Moreover, Bill Henderson, executive director of the New York City Transit Riders' Council and the MTA's citizens advisory committee, says the decreased train frequency associated with the loading changes reduces much-needed margin for error.        
If a train has to be taken out of service, for example, the next train has to carry twice as many people. If an express train breaks down, or a sick passenger delays service on a line, other trains become more crowded. When trains are relatively empty, Henderson said, such disruptions can be absorbed. But after the changes, he says, "Because the standard is people standing, then if something goes wrong, you really have a packed situation."

The MTA's cuts to off-peak service come at a time when train usage is less concentrated on rush hour than it used to be.

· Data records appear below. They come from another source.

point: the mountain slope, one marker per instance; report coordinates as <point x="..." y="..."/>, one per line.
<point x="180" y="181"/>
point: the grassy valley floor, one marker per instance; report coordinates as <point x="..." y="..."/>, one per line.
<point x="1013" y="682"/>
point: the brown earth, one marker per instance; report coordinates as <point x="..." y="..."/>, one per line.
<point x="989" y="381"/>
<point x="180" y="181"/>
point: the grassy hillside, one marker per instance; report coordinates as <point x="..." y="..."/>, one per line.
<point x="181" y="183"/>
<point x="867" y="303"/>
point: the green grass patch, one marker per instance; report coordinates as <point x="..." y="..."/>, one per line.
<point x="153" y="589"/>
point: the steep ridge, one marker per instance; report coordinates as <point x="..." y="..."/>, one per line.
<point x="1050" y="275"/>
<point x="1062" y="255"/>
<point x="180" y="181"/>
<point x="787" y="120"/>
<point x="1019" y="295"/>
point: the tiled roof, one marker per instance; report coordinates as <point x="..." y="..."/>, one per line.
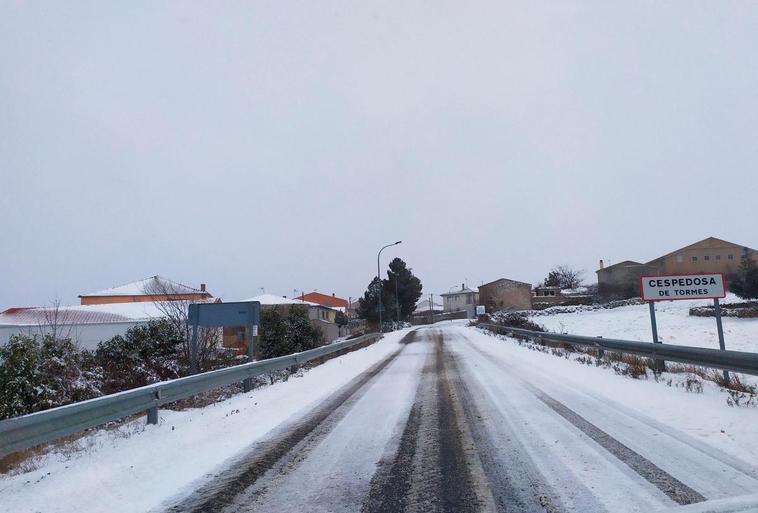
<point x="325" y="299"/>
<point x="81" y="314"/>
<point x="153" y="285"/>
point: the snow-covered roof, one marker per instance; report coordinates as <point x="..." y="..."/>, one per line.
<point x="81" y="314"/>
<point x="271" y="299"/>
<point x="424" y="305"/>
<point x="153" y="285"/>
<point x="462" y="291"/>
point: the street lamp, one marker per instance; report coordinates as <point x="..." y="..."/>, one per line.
<point x="378" y="276"/>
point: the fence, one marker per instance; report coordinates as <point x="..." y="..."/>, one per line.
<point x="29" y="430"/>
<point x="737" y="361"/>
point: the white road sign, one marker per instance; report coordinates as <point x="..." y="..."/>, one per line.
<point x="682" y="286"/>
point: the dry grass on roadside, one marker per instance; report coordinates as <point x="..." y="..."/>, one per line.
<point x="739" y="393"/>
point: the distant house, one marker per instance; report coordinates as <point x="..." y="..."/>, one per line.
<point x="428" y="305"/>
<point x="322" y="317"/>
<point x="710" y="255"/>
<point x="547" y="292"/>
<point x="505" y="294"/>
<point x="622" y="280"/>
<point x="326" y="300"/>
<point x="85" y="325"/>
<point x="155" y="288"/>
<point x="464" y="299"/>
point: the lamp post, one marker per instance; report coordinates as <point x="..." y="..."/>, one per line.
<point x="378" y="276"/>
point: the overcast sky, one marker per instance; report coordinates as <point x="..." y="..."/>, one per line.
<point x="279" y="144"/>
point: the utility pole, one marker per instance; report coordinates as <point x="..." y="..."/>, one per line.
<point x="380" y="306"/>
<point x="397" y="301"/>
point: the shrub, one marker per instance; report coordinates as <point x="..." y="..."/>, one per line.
<point x="518" y="320"/>
<point x="287" y="332"/>
<point x="39" y="374"/>
<point x="145" y="354"/>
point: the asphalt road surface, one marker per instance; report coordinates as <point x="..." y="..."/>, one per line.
<point x="446" y="424"/>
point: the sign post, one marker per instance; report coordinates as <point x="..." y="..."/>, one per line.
<point x="720" y="329"/>
<point x="684" y="286"/>
<point x="210" y="315"/>
<point x="660" y="365"/>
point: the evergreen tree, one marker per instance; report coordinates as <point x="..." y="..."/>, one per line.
<point x="408" y="290"/>
<point x="286" y="332"/>
<point x="744" y="282"/>
<point x="367" y="305"/>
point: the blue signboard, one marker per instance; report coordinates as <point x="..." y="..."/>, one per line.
<point x="244" y="313"/>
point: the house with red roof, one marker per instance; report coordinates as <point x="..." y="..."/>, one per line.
<point x="325" y="300"/>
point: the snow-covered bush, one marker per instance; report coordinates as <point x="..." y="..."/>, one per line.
<point x="287" y="332"/>
<point x="145" y="354"/>
<point x="40" y="373"/>
<point x="516" y="320"/>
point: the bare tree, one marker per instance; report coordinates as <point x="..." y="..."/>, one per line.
<point x="564" y="277"/>
<point x="55" y="322"/>
<point x="176" y="311"/>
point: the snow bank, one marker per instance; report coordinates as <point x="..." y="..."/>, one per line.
<point x="704" y="416"/>
<point x="139" y="467"/>
<point x="675" y="325"/>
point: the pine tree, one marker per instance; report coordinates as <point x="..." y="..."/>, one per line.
<point x="408" y="290"/>
<point x="367" y="305"/>
<point x="744" y="283"/>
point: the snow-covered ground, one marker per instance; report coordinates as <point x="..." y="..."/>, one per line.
<point x="703" y="415"/>
<point x="118" y="473"/>
<point x="533" y="427"/>
<point x="675" y="325"/>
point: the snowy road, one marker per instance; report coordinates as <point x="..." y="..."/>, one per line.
<point x="449" y="421"/>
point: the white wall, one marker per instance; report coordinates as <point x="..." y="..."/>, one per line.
<point x="86" y="336"/>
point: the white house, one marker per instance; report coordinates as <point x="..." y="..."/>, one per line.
<point x="86" y="325"/>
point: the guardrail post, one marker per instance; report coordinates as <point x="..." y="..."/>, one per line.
<point x="152" y="413"/>
<point x="720" y="329"/>
<point x="660" y="365"/>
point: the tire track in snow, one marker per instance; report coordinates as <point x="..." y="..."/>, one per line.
<point x="285" y="448"/>
<point x="668" y="484"/>
<point x="436" y="466"/>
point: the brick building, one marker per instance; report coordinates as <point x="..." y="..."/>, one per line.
<point x="505" y="294"/>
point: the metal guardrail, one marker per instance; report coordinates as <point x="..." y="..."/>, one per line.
<point x="29" y="430"/>
<point x="737" y="361"/>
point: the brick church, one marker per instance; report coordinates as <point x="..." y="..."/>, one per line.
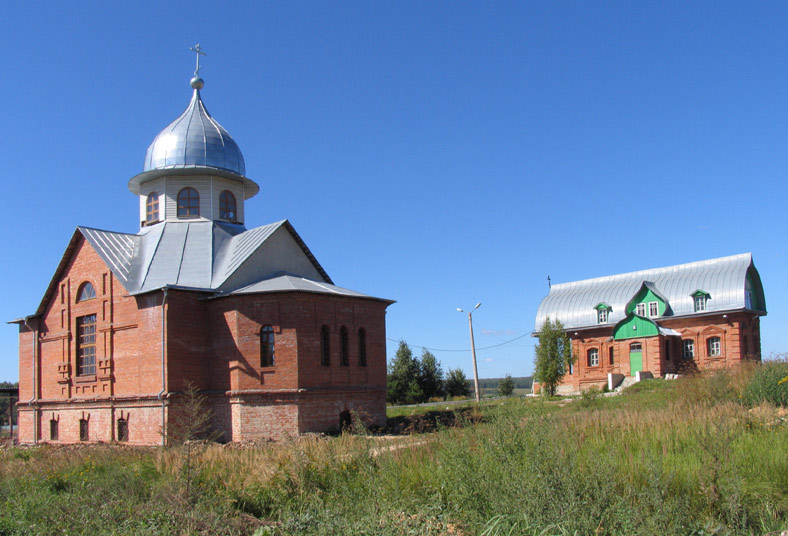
<point x="247" y="316"/>
<point x="697" y="316"/>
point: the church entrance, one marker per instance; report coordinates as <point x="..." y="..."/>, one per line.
<point x="635" y="358"/>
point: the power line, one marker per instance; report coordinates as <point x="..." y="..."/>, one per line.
<point x="465" y="350"/>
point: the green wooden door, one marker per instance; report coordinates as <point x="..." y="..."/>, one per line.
<point x="635" y="362"/>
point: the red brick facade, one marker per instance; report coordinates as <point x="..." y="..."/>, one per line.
<point x="738" y="333"/>
<point x="211" y="343"/>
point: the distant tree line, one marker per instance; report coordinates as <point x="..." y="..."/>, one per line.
<point x="412" y="380"/>
<point x="521" y="382"/>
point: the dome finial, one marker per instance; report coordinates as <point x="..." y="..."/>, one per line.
<point x="197" y="82"/>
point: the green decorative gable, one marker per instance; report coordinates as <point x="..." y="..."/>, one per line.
<point x="634" y="326"/>
<point x="648" y="293"/>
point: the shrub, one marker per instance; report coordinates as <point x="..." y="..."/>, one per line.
<point x="768" y="384"/>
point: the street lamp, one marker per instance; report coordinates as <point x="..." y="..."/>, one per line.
<point x="473" y="349"/>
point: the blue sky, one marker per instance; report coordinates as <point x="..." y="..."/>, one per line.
<point x="434" y="153"/>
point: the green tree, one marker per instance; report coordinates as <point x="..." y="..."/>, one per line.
<point x="430" y="376"/>
<point x="506" y="386"/>
<point x="403" y="377"/>
<point x="553" y="356"/>
<point x="457" y="383"/>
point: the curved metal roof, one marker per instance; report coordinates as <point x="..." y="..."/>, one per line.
<point x="723" y="279"/>
<point x="193" y="140"/>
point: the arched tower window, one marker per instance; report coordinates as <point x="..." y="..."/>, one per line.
<point x="362" y="347"/>
<point x="227" y="206"/>
<point x="343" y="347"/>
<point x="86" y="292"/>
<point x="152" y="208"/>
<point x="325" y="348"/>
<point x="86" y="345"/>
<point x="188" y="203"/>
<point x="267" y="346"/>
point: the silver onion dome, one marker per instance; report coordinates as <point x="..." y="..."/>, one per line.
<point x="193" y="140"/>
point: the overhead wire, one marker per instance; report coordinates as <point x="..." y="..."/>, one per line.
<point x="464" y="350"/>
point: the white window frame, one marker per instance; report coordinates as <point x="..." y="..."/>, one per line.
<point x="714" y="346"/>
<point x="688" y="349"/>
<point x="593" y="357"/>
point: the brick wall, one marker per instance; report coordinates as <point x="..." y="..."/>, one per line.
<point x="739" y="334"/>
<point x="212" y="344"/>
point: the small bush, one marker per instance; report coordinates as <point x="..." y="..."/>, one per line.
<point x="768" y="384"/>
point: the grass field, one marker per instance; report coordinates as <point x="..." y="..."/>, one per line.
<point x="667" y="457"/>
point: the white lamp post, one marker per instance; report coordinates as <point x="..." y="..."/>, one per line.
<point x="473" y="349"/>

Off-peak ridership has increased drastically, Henderson says, in part because people are working less traditional hours, and in part because today's subway system is used more often, by more people, for more than just getting to work.

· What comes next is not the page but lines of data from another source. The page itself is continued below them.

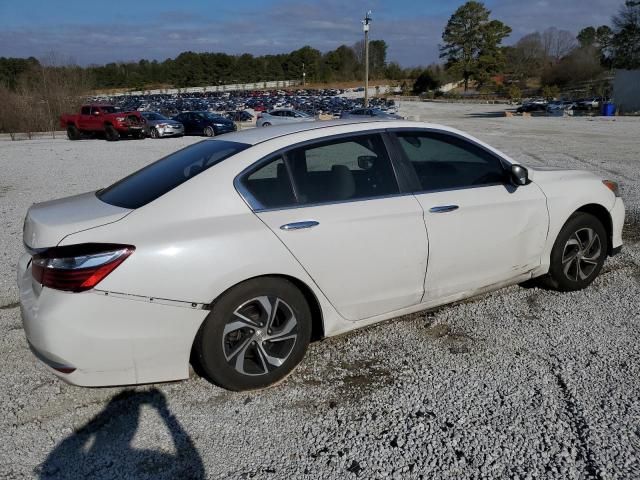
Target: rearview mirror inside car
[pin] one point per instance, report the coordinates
(365, 162)
(519, 175)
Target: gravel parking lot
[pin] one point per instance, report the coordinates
(519, 383)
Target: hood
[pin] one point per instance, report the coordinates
(168, 121)
(47, 223)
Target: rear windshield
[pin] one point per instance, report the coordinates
(156, 179)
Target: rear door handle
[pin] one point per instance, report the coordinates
(443, 208)
(299, 225)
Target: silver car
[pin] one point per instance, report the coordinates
(282, 117)
(157, 126)
(364, 113)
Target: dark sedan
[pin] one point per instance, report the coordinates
(370, 112)
(204, 123)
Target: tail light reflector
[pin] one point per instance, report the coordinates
(76, 268)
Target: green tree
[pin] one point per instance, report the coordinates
(587, 37)
(472, 43)
(550, 92)
(425, 82)
(598, 39)
(626, 36)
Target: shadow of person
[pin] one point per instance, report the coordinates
(102, 448)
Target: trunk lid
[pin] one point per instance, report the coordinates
(47, 223)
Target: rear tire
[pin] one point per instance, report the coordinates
(111, 134)
(578, 254)
(256, 334)
(73, 133)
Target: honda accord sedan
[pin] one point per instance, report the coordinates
(234, 253)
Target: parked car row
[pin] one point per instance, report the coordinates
(113, 123)
(312, 102)
(555, 106)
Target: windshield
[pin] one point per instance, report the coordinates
(153, 116)
(160, 177)
(213, 116)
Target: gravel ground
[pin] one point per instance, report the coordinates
(520, 383)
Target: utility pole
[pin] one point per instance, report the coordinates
(365, 28)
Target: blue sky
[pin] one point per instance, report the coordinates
(116, 30)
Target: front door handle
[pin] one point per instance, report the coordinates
(443, 208)
(299, 225)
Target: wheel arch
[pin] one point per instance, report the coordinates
(317, 322)
(317, 319)
(602, 214)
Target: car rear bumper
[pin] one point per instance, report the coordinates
(96, 339)
(170, 131)
(225, 129)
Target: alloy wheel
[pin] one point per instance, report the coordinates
(581, 254)
(260, 335)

More people, more problems

More crowding on subways could affect more than just personal comfort, although the effects can be complex.
Robert McCrie, a professor at John Jay College of Criminal Justice who specializes in security issues in public areas, says pickpockets who operate on subways can have a greater advantage on crowded trains. On the other hand, he says, empty train cars, particularly late at night, can also be dangerous.

Ed Galea, a professor at the University of Greenwich who is an expert in fire safety and evacuations, says in an email that in an emergency, increased crowding in subway cars decreases the system's safety margin – the difference between the time needed to get everyone off a train and the time that is actually available. Whether that narrowed margin means the system is unsafe is another question, Galea says, but certain types of evacuations are more difficult when there are more riders. While an evacuation in a station, onto a platform, can flow relatively quickly, Galea says, an emergency that requires moving passengers from car to car, or from cars onto the track bed, could be more dangerous.